Julieta

“Julieta”, crónica do Nada, hoje sobre o quase Tudo, no Correio do Porto.

Os naperons feitos de jornais e velhas listas telefónicas, recortados com o decoro próprio de quem suspira a vida e a mesma se verga sobre si, em deferência, ornamentam as prateleiras vazias de uma cozinha de chão de terra batida, negra. O tempo pára de cada vez que consulto a memória. Na Aldeia de Cima não há maior consolo do que uma lareira a crepitar na tarde de Outubro, lajes espessas, negras e sorridentes, panelas negras em tripé oxidado, traves cobertas de fuligem e as minhas calças penduradas num galho de austrália, a saborearem o braseiro dos grossos troncos ruborescidos. Três cachopos, na travessura cândida de escolher o mais profundo rego a percorrer, galochas esverdeadas e o futuro multicolorido pela frente, sem saber que, agora, esta tarde de Domingo me olha entristecida para o que não consigo vislumbrar.

Suspirava, a matriarca, bondade ao mesmo tempo que do fundo da arca tirava um tição negro em forma de pão caseiro, a faca rombuda que rasgava a côdea, a cebola lacrimosa sob o sal grosso e a caneca escura de um café fumegante que nunca consegui replicar. O maná bíblico saíra das escrituras e prostrava-se na tarde de um dia de semana maior que a nossa vida pueril. Três “tardalhos” em cuecas, a tiritar de frio, sorvíamos o café e ferrávamos a cebola salgada que se diluía no bolboso miolo do pão, enquanto o calor da lareira nos secava a roupa e a alma. Deus mostrara o paraíso, mas ainda me era pequeno o siso.

Algumas vizinhas tinham vindo à luz deste mundo pelas suas mãos experientes e saibrosas. Quando a parteira chegava, já os principais preparos estavam a plenos pulmões berrando como um cabrito tresmalhado num final de dia, parido em colmo, na bacia de água quente e as toalhas que pediam licença à candura das mãos experientes. Deus escolhe a dedo quem nos trazer a este mundo sem uma gota de medo.
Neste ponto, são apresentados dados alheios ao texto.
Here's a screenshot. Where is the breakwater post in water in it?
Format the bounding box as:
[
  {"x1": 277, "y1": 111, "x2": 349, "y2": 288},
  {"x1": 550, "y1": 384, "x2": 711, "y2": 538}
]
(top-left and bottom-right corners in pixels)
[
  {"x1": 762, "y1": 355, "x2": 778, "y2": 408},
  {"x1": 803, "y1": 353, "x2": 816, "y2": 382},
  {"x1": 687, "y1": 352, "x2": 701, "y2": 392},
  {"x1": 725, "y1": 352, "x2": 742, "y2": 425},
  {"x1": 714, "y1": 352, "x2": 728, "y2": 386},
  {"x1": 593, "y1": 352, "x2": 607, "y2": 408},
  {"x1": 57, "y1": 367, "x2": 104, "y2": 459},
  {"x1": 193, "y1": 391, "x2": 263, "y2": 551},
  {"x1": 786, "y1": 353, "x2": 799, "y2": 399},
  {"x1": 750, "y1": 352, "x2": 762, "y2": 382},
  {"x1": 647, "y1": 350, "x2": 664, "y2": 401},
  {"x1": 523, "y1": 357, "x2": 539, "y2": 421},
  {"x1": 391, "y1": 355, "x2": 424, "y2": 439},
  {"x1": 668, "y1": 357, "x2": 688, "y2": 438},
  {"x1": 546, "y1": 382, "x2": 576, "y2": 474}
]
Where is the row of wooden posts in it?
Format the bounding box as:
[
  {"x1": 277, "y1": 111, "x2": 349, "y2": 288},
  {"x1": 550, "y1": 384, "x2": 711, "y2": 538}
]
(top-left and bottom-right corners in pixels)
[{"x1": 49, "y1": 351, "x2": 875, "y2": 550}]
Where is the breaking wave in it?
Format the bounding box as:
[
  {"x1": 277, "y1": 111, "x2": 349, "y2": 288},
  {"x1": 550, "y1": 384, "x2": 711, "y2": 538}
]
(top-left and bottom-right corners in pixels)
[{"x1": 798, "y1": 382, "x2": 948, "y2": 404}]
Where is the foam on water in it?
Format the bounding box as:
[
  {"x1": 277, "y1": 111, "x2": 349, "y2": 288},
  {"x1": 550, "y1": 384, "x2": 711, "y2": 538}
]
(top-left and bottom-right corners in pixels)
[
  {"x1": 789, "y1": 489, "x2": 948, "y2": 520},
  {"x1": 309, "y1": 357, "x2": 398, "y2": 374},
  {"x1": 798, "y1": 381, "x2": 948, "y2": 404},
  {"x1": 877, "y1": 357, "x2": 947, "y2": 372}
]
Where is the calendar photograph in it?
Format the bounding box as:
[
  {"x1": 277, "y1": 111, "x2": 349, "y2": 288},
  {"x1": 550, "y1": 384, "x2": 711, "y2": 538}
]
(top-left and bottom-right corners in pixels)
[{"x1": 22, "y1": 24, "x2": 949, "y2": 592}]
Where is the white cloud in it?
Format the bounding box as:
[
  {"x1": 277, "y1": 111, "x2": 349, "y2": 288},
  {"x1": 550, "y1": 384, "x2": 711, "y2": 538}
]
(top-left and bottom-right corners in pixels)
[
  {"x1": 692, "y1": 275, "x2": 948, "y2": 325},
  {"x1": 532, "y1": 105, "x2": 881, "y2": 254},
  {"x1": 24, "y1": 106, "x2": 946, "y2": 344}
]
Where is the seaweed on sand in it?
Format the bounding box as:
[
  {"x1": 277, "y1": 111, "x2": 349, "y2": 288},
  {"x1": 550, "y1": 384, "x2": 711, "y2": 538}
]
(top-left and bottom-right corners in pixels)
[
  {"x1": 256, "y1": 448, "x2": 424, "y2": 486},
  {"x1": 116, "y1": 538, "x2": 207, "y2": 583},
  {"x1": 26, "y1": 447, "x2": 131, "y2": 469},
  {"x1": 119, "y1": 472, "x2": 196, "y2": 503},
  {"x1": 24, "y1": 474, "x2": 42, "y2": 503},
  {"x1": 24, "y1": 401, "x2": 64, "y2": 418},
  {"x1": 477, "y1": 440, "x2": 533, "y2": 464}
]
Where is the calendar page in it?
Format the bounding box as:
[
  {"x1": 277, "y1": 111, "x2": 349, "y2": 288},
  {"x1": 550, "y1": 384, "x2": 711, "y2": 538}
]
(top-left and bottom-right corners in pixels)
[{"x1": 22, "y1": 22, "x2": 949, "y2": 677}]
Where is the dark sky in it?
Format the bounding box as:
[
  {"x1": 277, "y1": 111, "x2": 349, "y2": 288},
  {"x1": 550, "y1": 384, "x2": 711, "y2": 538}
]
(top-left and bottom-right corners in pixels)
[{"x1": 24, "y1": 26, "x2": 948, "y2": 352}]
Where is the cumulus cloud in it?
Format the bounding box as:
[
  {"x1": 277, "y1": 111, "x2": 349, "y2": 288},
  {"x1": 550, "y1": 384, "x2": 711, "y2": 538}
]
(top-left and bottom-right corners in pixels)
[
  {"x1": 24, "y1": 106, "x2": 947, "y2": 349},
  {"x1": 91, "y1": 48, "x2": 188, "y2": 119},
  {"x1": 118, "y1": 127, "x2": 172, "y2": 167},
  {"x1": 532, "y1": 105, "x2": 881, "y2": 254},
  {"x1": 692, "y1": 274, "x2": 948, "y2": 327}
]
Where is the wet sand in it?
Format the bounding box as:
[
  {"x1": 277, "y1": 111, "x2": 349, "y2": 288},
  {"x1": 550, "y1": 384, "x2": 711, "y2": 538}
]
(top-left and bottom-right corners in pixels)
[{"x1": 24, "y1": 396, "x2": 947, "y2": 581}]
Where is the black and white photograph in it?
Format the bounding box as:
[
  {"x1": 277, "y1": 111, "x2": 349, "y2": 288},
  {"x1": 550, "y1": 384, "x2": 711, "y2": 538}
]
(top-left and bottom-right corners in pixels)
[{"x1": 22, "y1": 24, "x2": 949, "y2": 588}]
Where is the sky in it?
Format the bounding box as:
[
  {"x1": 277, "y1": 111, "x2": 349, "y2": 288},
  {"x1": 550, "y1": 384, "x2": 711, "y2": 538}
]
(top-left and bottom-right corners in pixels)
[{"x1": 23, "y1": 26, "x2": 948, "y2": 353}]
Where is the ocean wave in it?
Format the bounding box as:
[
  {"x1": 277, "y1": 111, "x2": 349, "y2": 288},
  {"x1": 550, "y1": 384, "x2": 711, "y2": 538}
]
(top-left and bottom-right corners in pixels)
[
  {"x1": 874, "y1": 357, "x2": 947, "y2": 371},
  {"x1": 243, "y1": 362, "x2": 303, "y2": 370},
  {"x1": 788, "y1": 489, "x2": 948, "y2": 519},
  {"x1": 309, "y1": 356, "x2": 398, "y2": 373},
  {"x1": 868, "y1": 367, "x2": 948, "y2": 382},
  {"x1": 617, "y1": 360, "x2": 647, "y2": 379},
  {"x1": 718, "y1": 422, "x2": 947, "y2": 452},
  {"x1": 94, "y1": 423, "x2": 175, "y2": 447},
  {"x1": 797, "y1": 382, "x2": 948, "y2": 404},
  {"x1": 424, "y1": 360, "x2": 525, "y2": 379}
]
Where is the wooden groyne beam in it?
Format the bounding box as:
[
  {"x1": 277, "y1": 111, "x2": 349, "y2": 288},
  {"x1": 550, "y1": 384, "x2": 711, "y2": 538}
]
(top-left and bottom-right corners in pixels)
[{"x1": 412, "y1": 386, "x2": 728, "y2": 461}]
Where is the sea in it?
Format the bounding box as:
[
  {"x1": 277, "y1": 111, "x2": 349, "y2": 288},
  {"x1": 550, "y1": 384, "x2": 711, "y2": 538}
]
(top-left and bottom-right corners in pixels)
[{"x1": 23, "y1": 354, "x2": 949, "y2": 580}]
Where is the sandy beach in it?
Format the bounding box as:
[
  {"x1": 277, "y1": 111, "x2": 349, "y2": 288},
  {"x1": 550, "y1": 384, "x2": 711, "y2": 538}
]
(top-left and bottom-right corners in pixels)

E sem muitos ais.

Nunca encontrei as palavras certas para entender a minha raiz de urze, a paixão pelo negro lume de uma tarde chuvosa, a navalhada firme num naco de pão, a cálida existência no olhar de paixão, o acolher sobre a asa de ganapos tresmalhados como filhos e netos, sem distinção. Urdi, durante a tarde, as palavras que dignificassem o seu sorriso quando atravessava a estrada para um beijo repenicado e um sorriso tímido e sincero, que fazia o firmamento corar. 

Escrevi um soluço em forma de nuvem, uma amêndoa adocidada, um copo de vinho fino e a preocupação com as ovelhas e coelhos que, na sua inocência, preocupavam o espírito tresmalhado. O abraço prolonga-se na medida da saudade, o reconhecimento do privilégio de termos caminhado na sombra do seu avental é prova irrefutável de existência suprema. A humilde simplicidade rarefeita, pureza de uma vida de nove décadas e meia, suplanta todo e qualquer ensinamento humano, mundano.

Numa ascensão serena que o tempo admirara, o próprio Criador desceu e levou-a pela invisível e luminosa porta, entretanto aberta, chamando todas as estrelas de Julieta.